Unfortunately, even when it has not been taken over, an adaptive security management system is a weapon that can be turned against you. Suppose that a reactive behaviour against a network attack consists of reconfiguring a firewall such that it denies all traffic from the observed source. What if an attacker was able to spoof his address? If he finds out the behaviour of the firewall, he can deny a large portion of the legitimate traffic to the network by simply adopting a whole range of false addresses.
In order to prevent the protection mechanisms being fooled into reacting against legitimate use, one may prefer monitoring over blocking where acceptable. It makes sense to set up a ``honey pot'' and mislead the attacker, making him believe he actually got where he wanted to be4.2. Rather than reconfiguring the firewall, one could change a router's routing tables to point to a system that very much resembles an internal host or server, but with no sensitive data or services. This offers the advantage that evidence can be gathered about the attack by passively watching the attacker's moves.

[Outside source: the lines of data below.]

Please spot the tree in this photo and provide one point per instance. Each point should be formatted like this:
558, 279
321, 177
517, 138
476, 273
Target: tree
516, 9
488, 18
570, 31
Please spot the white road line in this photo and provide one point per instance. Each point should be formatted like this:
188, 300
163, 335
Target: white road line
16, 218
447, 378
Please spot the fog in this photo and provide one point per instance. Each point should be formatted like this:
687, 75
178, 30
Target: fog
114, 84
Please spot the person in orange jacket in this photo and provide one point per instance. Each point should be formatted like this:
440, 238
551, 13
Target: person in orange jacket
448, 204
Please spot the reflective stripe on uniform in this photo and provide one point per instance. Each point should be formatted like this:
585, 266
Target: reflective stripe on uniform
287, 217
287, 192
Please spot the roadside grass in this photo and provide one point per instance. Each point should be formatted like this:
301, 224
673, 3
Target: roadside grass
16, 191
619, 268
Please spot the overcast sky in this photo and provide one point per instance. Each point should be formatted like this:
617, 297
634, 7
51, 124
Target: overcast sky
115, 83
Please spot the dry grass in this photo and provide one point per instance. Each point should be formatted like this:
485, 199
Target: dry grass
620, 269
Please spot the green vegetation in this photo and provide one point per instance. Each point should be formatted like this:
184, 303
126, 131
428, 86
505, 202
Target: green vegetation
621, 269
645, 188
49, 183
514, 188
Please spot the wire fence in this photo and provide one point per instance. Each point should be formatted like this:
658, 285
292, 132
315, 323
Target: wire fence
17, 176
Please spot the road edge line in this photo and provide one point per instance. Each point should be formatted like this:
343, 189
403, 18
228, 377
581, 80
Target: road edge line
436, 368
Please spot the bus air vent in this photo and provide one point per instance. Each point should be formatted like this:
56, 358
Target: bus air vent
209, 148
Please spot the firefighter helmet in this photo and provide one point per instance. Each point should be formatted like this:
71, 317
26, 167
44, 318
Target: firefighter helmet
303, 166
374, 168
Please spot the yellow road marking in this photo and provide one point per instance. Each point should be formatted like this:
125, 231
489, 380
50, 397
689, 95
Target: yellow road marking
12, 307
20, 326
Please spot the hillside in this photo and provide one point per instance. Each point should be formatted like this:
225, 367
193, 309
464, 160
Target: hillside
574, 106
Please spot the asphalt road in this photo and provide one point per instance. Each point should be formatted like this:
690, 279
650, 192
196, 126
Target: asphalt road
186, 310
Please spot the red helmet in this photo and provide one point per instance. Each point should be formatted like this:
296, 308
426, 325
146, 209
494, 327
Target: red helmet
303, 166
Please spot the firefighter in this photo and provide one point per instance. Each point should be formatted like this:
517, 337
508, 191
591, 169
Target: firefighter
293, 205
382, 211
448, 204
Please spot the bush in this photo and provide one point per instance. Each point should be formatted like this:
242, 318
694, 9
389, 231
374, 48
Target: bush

The topology and protocols of the internal corporate network influence routing decisions, fragmentation of packets and tunneling issues. Intrusion detection systems that have access to the information ``on the wire'' only are notably vulnerable to two types of attacks: insertion and evasion [PTA98]. The basic idea is that systems being protected may be designed or configured so that they behave differently than the monitor. A stream of data may contain an attack signature that a host is vulnerable to but not the monitor, and vice versa. The analysing security engine should know about the network topology and about the way different operating systems handle various types of (incorrect) packets. It can then tell the monitor to specifically look for certain types of attack signatures.
Consider the following example of an insertion attack to demonstrate the importance of how a network and the ASMS are configured.
The following stream of data (4 packets) is sent to a host on the corporate network:
TTL | Payload | TTL | Payload | TTL | Payload | TTL | Payload |
15 | ``AT'' | 14 | ``NO'' | 15 | ``TA'' | 15 | ``CK'' |
TTL represents the time-to-live of the individual packet, i.e. the number of systems the packet can traverse before it is dropped (the counter is decremented at every hop and eventually becomes zero if the packet has been traveling for too long). We assume that the network monitor and the target host are configured in the same way and that they use a similar TCP/IP implementation that complies with the standards. In that case, if both the monitor and the target host are on the same network segment, they will both see the innocuous ``ATNOTACK''. Suppose however that the target machine is one hop further (on another segment), and an attacker manages to find this out, e.g. by using a simple tool like ``traceroute''. Now the monitor will still see the harmless string, the target machine however will see ``ATTACK'' as the second packet is dropped by an intermediate machine. The monitor -- and the analysis engine -- has been fooled by inserting the second packet. Evasion attacks work in a similar way, only they try to hide dangerous payload in such a way that it is filtered out by the end system, but not by the monitors (as a result from differing implementations for example).
The solutions can often be quite simple: it is suggested that various network monitors -- and safeguards -- be placed as close as possible to the resources they protect. Select software that complies with standards, set the MTU (maximum transfer unit, the largest possible size for a packet before it gets fragmented) to be the same on the various interfaces on the network to prevent additional fragmenting that hampers analysis, let the perimeter devices drop packets with TTL fields that cannot reach all machines within the network or let perimeter machines overwrite the fields. Use vulnerability scanners to find out about the software that is running on target machines.